Wrong Life and Abortion

Ethan Linehan

June 25, 2022


There is no abortion debate in America, at least none free of media distortion and connected to the real concerns of ordinary people. In his recent Sublation Magazine article “Abortion, Capitalism, and Demographic Control,” Conrad Hamilton helpfully clears much of the haze that obscures the stakes of the abortion controversy in America today. In it, Hamilton skewers the progressives’ histrionics and conservatives’ paternalism on the issue. But what Hamilton’s article suggests this means for the Left is less satisfactory, especially as it ignores the history of leftist perspectives that warrants recovery. Hopefully, the juxtaposition of that leftist history with Hamilton’s perspective can shed light on the present impasse. Clarity is as needful now as ever given the landmark decision to overturn Roe v. Wade.


Hamilton argues that abortion cannot be understood without reference to its function within capitalism, within present-day society. The practice of artificially ending pregnancy is as old as pregnancy itself, but it takes on a specific character in modernity. If capitalism is a crisis within the social relations of labor, then abortion must be taken as a phenomenon within said crisis of producing and reproducing that labor. Abortions (and immigration in its own way, as Hamilton’s article notes) are used as pressure valves to control the flow of the population into a national workforce, as labor power shifts through time between more or less necessary. But, too often, the abortion issue — and, indeed, women’s rights, reproductive rights, the nurturance/socialization of children, the family form, etc. — are detached from politics (and thus from the critique of capitalist politics) and approached as a merely moral issue.

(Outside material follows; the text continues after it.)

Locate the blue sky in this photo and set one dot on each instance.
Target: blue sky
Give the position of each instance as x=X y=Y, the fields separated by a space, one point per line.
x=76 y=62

However, if Hamilton is right that abortion as well as childbirth serve capital, it is insufficient to explain abortion, as he does, as an attempt by “the Republican-controlled SCOTUS to illegalize abortion so as to increase the birth rate.” One should not put the cart before the horse. Even if, within capitalism, abortion is, among other things, an economic issue, as it is in Hamilton’s article, to be a true “class” issue its socio-political dynamics need addressing.


Manipulating the People


The US Supreme Court’s decision to overturn 1973’s Roe v. Wade, unlikely as it may have seemed to reverse a fifty-year precedent, was announced June 24th, 2022. To many in the weeks leading up to the SCOTUS decision, the leaked Alito memo seemed a “conversation switcher” from the issues of inflation, gun control, and Russia designed to hook fence-sitting voters as the midterms approach. Or the leak might have been a trial balloon to determine how public opinion would react. It was noted that an unmistakable majority opinion on the Supreme Court was lacking, which was borne out by the slim 5-to-4 majority in the decision. However, the reason abortion rights are in the news has less to do with their vulnerability, and more to do with political expediency.


The public debate around abortion rights in America is often bitter and hypocritical, driven by Democrats and Republicans bent on frightening their respective constituencies into continued support. With good reason, it is argued that the Democrats let this decision happen. Contra Hamilton’s point that Republicans wanted the terms of abortion to be revised, columnist Michael Kinsley once wrote that,

The last thing in the world that Republican strategists want is repeal of Roe. If abortion becomes a legislative issue again, all those pro-choice women and men who have been voting Republican because abortion rights were secure would have to reconsider, and many would bolt. Meanwhile, the reversal of Roe would energize the left the way Roe itself energized the right. Who needs that?